John almost laughed. “What? Am I good? Marko, what—” His breath was squeezed out of him when Marko crashed into him and the whole weird thing turned out to be an embrace. He gasped the first sounds of Marko’s name until Marko let up, still grinning. It made him look like a little boy, and at the sight of it, John’s chest hurt in a way that couldn’t be explained by an overly enthusiastic hug. John smiled back at him, squeezing once at his biceps before stepping back and breaking contact.

“’m glad, Doctor Watson,” Marko said. “Just wanted to be sure, like. Got reports to make ’n all. And sorry about knocking you over that time!”

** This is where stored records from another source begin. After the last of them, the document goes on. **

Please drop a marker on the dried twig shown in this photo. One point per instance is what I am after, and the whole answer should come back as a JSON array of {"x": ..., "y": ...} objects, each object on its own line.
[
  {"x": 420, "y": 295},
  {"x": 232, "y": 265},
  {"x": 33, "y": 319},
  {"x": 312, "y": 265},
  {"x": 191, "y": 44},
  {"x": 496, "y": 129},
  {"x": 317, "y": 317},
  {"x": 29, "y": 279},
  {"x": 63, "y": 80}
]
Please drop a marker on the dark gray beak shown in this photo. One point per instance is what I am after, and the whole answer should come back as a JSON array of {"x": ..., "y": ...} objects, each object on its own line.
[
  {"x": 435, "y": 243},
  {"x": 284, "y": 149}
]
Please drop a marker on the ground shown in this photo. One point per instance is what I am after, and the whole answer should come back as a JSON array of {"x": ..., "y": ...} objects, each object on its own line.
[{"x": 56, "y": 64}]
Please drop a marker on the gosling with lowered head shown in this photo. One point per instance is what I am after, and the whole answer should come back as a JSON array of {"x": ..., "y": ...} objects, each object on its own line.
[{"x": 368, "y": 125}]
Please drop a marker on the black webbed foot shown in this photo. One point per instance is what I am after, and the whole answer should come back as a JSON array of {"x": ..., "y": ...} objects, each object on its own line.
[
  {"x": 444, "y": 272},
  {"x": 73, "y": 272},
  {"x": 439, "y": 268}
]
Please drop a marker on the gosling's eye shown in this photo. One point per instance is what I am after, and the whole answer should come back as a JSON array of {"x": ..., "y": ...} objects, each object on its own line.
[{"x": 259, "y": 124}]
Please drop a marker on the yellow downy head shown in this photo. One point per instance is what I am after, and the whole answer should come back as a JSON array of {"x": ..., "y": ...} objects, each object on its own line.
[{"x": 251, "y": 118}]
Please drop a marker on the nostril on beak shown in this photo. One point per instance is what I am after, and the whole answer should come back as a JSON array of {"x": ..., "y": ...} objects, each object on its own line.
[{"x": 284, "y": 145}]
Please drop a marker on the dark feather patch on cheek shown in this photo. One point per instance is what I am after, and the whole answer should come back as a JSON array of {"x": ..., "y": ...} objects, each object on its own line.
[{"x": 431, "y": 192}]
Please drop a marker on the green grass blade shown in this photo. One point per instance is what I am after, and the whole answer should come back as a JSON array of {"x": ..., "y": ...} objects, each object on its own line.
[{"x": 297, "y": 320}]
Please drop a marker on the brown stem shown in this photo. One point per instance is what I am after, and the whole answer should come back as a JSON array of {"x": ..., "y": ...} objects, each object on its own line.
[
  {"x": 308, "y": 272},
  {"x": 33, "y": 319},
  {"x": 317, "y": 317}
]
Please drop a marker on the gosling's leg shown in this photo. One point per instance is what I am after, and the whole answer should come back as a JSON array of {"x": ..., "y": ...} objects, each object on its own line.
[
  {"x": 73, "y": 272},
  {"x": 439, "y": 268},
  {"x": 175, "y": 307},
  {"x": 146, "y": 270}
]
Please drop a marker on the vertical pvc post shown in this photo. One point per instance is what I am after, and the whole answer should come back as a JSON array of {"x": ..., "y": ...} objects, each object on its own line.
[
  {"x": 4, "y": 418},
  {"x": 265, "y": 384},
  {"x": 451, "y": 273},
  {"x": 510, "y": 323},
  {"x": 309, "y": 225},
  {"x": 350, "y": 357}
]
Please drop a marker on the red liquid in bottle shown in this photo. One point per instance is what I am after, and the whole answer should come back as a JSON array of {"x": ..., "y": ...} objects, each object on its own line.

“Reports? Knocking me— Marko!”

But Marko had scurried away, and now the chill of a London autumn trickled down John’s spine and made him shiver. He clenched his hands into fists for warmth and punched them into his pockets with more force than necessary.

When was John knocked over? He racked his brain for any incident in which he was jostled by anyone at the men’s shelter and he came up blank. All he could think of was the time someone nudged him while he was making tea, but he got a mumbled apology from the culprit, an older gent who went by some kind of animal name. Wombat? Jaguar? Something like that.

Not Marko.

London in autumn was monochrome in the oncoming dusk, grey washing into grey whether he cast his gaze toward the street or the park or the sky. The air had just taken on the edge of a chill. John usually liked autumn, but as he hunched his shoulders inward and tucked his cold nose into his collar, he was struck by a sense of melancholy. He picked up his pace; his feet knew the way home.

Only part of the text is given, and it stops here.